A very common sight in early summer on herbaceous plants

Spittlebugs

Spittlebugs overwinter as eggs and hatch in spring. The light-colored (usually green), soft-bodied nymphs suck plant juices—lots and lots and lots of plant juices. Many species are picky eaters, favoring particular host plants, and some are considered pests. Standing head down on a plant stem, they insert their sharp beak into the stem and start feeding. As the excess plant juice exits to the rear, it is mixed with a mucilaginous substance produced in two of their final abdominal segments, and air is whipped into this stuff by finger-like appendages located on the tip of the abdomen.

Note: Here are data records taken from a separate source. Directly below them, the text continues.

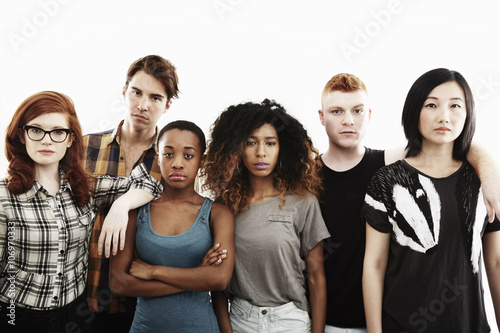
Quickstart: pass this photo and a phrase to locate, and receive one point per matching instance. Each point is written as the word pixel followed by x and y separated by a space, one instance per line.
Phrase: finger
pixel 107 245
pixel 100 242
pixel 122 240
pixel 116 236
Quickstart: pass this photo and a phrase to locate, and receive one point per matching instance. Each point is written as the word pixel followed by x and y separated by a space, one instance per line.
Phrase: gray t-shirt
pixel 271 250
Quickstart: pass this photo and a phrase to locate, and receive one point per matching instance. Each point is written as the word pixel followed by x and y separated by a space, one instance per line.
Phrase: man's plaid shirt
pixel 105 157
pixel 44 239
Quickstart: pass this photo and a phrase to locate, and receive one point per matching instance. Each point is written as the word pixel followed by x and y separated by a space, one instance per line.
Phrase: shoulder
pixel 220 211
pixel 305 200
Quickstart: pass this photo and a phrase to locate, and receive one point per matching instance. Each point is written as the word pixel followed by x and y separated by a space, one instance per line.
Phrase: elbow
pixel 220 283
pixel 118 284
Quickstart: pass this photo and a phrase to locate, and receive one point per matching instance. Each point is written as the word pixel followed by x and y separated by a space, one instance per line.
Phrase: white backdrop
pixel 231 51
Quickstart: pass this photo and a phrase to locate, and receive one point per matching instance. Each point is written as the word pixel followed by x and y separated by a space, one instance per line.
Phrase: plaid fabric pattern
pixel 44 239
pixel 105 157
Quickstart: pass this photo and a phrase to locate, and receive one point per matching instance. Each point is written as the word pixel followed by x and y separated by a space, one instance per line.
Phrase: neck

The BugLady would like to tell you with a straight face that spittlebugs are in the Family Cappuccinidae, but they aren’t; they’re in Family Cercopidae, in the Order Homoptera.

A few trees, like this white pine, are also visited by spittlebugs

This mixture of ingredients is resilient enough to last for days and to stay intact through heavy rainstorms. One mass of bubbles may hold several nymphs as well as an inquiline, the larva of a Drosophila/Vinegar fly called Drosophila sigmoides. The fly larva gets free food and a roof over its head but contributes nothing to the arrangement. It’s not every day that the BugLady gets to use two of her favorite vocabulary words—inquiline (tenant) and mucilaginous (mucilaginous) in the same episode.

Why expend the energy to produce spit? The bubbles provide humidity that keeps the nymph’s soft body soft, and the mass of spit also helps it breathe. Inside the froth, nymphs are effectively hidden from predators, though several sources say that it is the spit’s bitter taste rather than its appearance that provides the protection (the BugLady assumes that some intrepid scientist has tasted it). Having produced this “super-spit,” you would think the nymphs would stay put, but they don’t. They molt and move several times, creating a fresh home each time they do. Spit-dwellers or not, they are found and parasitized by some tiny wasps.

They continue this routine until they mature into adults. Homopterans do Simple Metamorphosis—the nymphs simply grow more and more like adults with each molt until, after a final molt, they are adults. No cocoon or resting-changing pupal stage for them! Adults are a drab brown/green/gray/sometimes striped. They eat the same food as the nymphs, and they eat it in the same way, but they can no longer produce spit. They can locomote as adults by flying or by leaping. Once outside their foamy shelter, they are eaten by birds and collected by solitary wasps.